Picture of Michael Leone, MD

Michael Leone, MD

blog post

Estimated read time: ~7 min

Summary:

  • Preventive medicine hasn’t kept pace with scientific progress because the healthcare system was built around acute, volume‑based care—not long‑term health.
  • Financial incentives, training models, and regulation reinforce inertia, making prevention harder to deliver despite strong evidence.
  • Digital tools like telehealth, remote monitoring, and wearables work, improving chronic disease outcomes and preventive care when implemented thoughtfully.
  • The real challenge is redesigning care delivery

Introduction

Medicine has changed dramatically over the past few decades. We can detect disease earlier, monitor health continuously, and personalize care in ways that would have been unimaginable not long ago. And yet, for most people, the experience of outpatient preventive care feels largely the same.
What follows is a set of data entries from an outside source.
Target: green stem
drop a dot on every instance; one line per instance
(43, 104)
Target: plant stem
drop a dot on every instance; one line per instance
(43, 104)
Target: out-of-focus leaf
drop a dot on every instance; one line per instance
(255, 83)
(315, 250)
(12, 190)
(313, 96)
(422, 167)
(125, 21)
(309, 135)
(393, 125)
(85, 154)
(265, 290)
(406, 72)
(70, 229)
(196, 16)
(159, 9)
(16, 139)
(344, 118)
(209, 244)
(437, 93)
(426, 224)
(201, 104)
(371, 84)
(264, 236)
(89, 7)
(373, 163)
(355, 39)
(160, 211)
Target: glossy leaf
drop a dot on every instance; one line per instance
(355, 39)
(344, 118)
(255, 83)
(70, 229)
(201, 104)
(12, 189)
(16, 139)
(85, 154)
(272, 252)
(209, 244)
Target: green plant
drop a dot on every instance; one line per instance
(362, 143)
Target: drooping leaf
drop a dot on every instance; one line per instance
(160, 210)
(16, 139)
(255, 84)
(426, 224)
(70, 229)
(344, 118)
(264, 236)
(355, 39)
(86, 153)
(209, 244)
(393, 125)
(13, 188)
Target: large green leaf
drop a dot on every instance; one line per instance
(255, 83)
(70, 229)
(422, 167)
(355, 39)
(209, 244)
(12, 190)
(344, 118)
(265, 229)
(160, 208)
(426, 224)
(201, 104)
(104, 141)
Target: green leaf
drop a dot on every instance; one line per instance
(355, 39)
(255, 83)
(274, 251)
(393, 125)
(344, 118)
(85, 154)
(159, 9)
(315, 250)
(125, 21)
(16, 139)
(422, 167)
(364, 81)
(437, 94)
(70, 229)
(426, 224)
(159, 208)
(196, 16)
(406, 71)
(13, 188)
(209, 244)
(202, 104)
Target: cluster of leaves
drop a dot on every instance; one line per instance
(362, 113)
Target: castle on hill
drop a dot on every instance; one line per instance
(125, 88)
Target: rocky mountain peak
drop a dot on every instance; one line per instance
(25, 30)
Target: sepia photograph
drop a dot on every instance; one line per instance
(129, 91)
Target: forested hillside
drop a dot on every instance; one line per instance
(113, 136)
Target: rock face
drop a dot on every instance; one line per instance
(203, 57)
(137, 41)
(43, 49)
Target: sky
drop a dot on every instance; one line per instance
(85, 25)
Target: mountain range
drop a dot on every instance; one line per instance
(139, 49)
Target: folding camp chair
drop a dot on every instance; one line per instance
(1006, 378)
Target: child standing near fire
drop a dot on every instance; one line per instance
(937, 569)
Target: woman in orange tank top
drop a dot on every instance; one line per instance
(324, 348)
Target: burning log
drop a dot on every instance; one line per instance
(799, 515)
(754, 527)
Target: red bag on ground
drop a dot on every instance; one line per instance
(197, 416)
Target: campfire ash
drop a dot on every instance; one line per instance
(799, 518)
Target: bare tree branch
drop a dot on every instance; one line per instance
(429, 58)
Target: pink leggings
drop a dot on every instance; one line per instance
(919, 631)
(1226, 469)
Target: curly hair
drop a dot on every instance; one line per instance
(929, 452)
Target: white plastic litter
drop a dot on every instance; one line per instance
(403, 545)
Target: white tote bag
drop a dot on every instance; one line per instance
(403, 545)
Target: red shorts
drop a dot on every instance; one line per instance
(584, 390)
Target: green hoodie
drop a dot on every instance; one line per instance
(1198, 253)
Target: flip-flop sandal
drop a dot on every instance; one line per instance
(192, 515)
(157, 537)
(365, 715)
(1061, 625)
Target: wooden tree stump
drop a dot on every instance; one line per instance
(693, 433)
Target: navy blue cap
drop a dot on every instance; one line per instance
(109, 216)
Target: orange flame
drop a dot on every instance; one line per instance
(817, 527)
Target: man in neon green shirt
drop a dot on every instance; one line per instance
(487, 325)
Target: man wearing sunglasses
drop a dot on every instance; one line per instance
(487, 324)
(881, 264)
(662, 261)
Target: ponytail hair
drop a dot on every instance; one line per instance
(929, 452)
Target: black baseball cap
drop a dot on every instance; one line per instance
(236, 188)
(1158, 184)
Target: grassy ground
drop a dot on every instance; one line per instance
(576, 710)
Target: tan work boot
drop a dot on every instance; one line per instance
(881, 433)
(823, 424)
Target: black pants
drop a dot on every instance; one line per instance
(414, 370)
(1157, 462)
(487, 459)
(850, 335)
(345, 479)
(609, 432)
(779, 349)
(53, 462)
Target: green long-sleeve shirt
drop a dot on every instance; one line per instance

You schedule an appointment weeks out. You get a short visit. You’re told to “work on lifestyle,” and then you’re mostly on your own until the next check‑in. The science has moved forward—but the system delivering that science hasn’t kept up.
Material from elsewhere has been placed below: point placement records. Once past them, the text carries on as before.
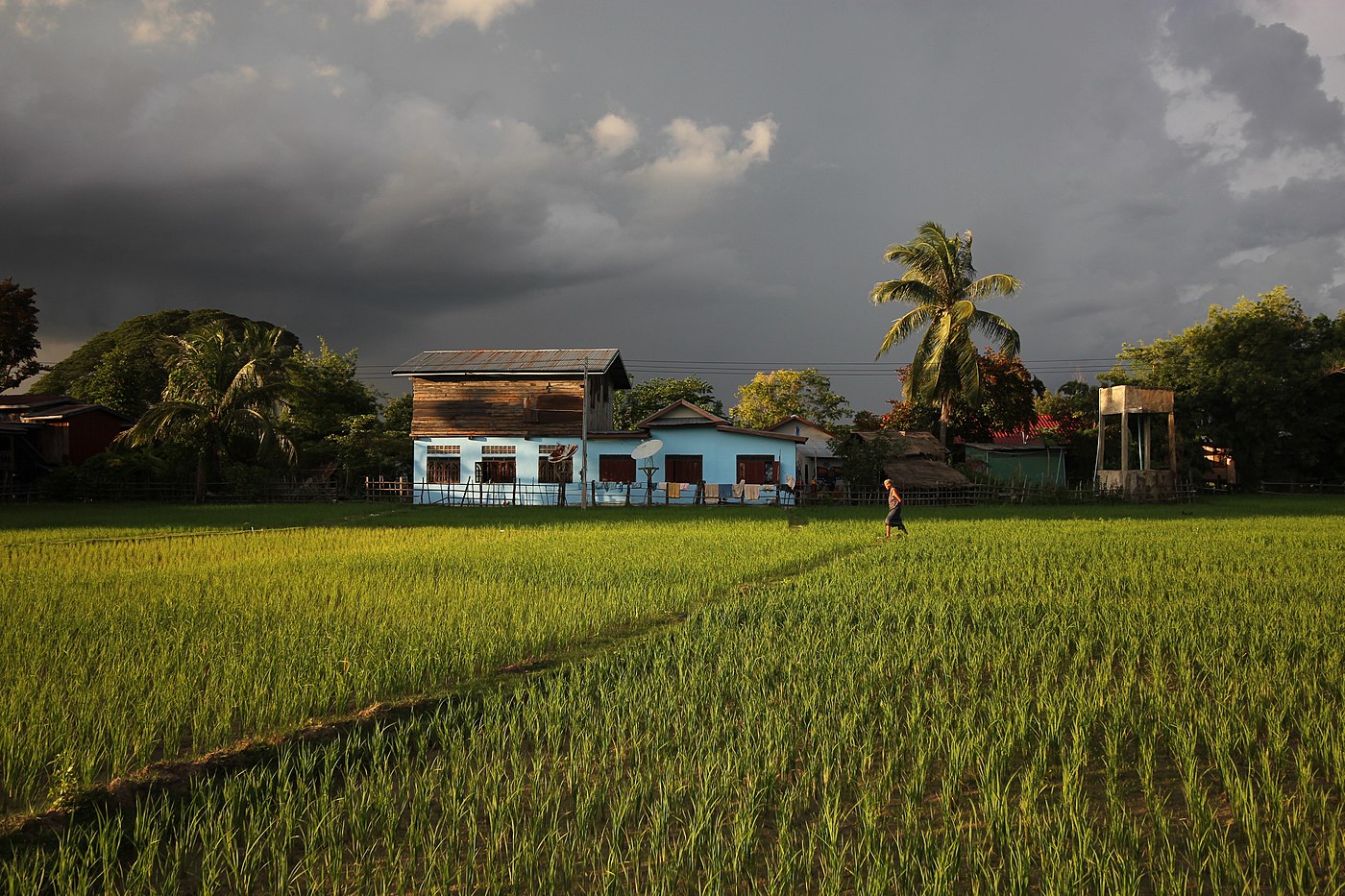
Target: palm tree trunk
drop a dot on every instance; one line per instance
(944, 416)
(201, 478)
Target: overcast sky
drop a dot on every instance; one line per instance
(705, 184)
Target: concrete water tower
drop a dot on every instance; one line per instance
(1145, 467)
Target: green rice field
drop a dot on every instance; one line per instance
(423, 700)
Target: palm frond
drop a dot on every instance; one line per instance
(994, 285)
(904, 326)
(998, 329)
(905, 289)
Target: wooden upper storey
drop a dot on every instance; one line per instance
(513, 393)
(507, 406)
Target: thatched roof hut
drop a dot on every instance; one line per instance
(917, 460)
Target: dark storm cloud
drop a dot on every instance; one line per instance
(697, 182)
(1266, 67)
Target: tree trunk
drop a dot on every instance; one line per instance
(944, 416)
(201, 478)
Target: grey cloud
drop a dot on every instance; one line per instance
(1266, 67)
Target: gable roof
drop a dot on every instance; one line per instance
(46, 408)
(517, 362)
(666, 417)
(698, 415)
(796, 419)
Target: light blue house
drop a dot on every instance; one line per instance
(533, 426)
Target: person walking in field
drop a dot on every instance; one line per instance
(893, 509)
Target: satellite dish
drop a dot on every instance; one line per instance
(648, 448)
(561, 452)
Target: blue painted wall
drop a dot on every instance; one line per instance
(719, 451)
This gap isn’t because clinicians don’t care or because the tools don’t work. It’s because the healthcare system was never designed around prevention—and changing it has proven harder than expected.

How the System Got Stuck

Outpatient medicine didn’t always operate on rigid schedules and standardized visits. Earlier models allowed for more flexibility and individualized care. Over time, as healthcare consolidated into larger systems, efficiency and standardization took priority. Appointments became fixed blocks of time, scheduling became centralized, and care became increasingly transactional.¹

Medical education followed a similar trajectory. Training has historically emphasized acute, hospital‑based care rather than long‑term prevention and behavior change. Most medical schools and residencies don’t have mandatory lifestyle medicine training, despite a healthy lifestyle being the foundation for longevity. Even as society and technology evolved, curricula were slow to adapt, reinforcing a system optimized for reacting to disease rather than preventing it.²

Once systems like this are established, they tend to resist change. Dominant medical models often accept only incremental reform unless pushed by external forces.³ That resistance still shapes outpatient care today.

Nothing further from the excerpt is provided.